Vegetables and Bald Heads (Petr. Sat. 109.10.3-4)

Aldo Setaioli

University of Perugia

At Satyrica 109.9-10 Eumolpus recites some verses poking fun at the plight of Encolpius and Giton, whose head has been shaved clean to pass them off as fugitive slaves. In the hendecasyllables of 109.10 he says that Giton's head is smoother than polished bronze or than a vegetable, referred to as tuber, which is round, grows in a vegetable garden, and is generated by water (109.10.3-4 levior aere vel rotundo / horti tubere, quod creavit unda).

The oldest and most widespread interpretation takes this tuber to be a surface mushroom, but reliable linguistical support is lacking, as tuber seems never to be used in this meaning elsewhere.

Another interpretation, proposed by Burman and recently revived by some scholars, takes the tuber to be a truffle. Though tuber is often used to indicate truffles as well as other underground growths, this explanation is not satisfactory either, because truffles cannot be grown in vegetable gardens and are anything but smooth.

In the late 1800's Collignon suggested the horti tuber to ba a gourd, and this interpretation has been later defended by Scarcia and Grazia Sommariva. Apuleius' expression cucurbita calviorem (met. 5.9) does seem to testify that the gourd was proverbially associated with bald heads, but more cogent evidence is needed – both at the logical and the linguistic level – in order to accept the identification of the tuber with the gourd.

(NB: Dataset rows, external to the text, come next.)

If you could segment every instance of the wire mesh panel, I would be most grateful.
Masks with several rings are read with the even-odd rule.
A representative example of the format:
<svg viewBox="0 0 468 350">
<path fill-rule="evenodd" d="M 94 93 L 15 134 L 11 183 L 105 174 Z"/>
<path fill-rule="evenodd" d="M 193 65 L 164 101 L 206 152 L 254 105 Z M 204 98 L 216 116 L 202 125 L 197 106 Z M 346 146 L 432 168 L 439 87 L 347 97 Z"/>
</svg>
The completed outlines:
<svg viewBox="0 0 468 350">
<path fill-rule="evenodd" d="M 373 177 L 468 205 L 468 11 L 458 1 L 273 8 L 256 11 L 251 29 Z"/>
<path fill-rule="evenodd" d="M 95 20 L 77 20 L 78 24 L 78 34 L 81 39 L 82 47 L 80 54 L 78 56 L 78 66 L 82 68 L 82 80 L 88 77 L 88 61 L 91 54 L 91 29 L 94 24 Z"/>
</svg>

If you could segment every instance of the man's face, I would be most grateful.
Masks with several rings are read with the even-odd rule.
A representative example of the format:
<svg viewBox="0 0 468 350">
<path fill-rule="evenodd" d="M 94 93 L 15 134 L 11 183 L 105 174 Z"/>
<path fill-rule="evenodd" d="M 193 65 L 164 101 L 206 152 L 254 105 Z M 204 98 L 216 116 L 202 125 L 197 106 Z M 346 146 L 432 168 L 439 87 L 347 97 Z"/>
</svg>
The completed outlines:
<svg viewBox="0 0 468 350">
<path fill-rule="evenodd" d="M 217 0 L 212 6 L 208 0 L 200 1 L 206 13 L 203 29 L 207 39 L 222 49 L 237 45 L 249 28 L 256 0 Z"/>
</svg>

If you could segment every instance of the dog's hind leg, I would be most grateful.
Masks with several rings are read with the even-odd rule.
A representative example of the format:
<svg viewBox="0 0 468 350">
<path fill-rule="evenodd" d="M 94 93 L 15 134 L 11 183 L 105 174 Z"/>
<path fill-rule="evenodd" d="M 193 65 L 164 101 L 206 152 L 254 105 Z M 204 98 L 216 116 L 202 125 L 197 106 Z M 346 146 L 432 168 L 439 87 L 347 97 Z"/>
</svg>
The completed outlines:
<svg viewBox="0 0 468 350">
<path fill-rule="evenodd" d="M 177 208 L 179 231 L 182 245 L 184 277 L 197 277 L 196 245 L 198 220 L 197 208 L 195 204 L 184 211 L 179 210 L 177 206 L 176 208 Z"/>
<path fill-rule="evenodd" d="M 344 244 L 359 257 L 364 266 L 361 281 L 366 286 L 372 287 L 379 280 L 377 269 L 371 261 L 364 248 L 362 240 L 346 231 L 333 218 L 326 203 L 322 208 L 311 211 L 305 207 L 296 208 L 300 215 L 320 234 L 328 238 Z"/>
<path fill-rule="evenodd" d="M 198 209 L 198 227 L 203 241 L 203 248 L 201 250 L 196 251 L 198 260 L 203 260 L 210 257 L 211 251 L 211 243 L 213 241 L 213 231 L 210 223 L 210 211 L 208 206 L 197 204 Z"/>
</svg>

To obtain the requested logical evidence we may compare our passage, which links the tuber to the hortus – the vegetable garden – with an astrological passage of Firmicus Maternus (math.8.29) where, among occupations associated with Aquarius and having to do with water, the hortulani – people tending a vegetable garden – are repeatedly mentioned; this again must be compared with another Petronian passage (39.12), where Aquarius is in turn associated with gourds. Thus the circle (tuber – hortus/hortulani – Aquarius – gourd) is closed and the logical equivalence of the tuber and the gourd is demonstrated.

If we recall a passage of Gargilius Martialis (med. ex oler. et pom. 6, p. 140, 6-9 Rose) where the gourd is called "curdled water" (aquam… coagulatam), we shall understand both its association with Aquarius and why Eumolpus says that the horti tuber is not simply fed, but generated by water (quod creavit unda).

On the linguistic level, the proverb quoted by Apuleius (flor. 18), ubi uber, ibi tuber, permits us to go back to its original meaning as an agricultural saying: "fruits grow where the soil is fertile", though in Apuleius it is equivalent to our "there are no roses without thorns". In the original meaning of the proverb the tuber was neither undesirable nor necessarily attached to something else. For farmers it would naturally refer to the swelling of growing crops, and gourds and pumpkins would of course be foremost from this point of view. With this the linguistic possibility that the expression horti tuber may refer to a gourd is demonstrated.

On the other hand, the gourd's association with baldness is borne out by its survival in Italian folklore and colloquial speech.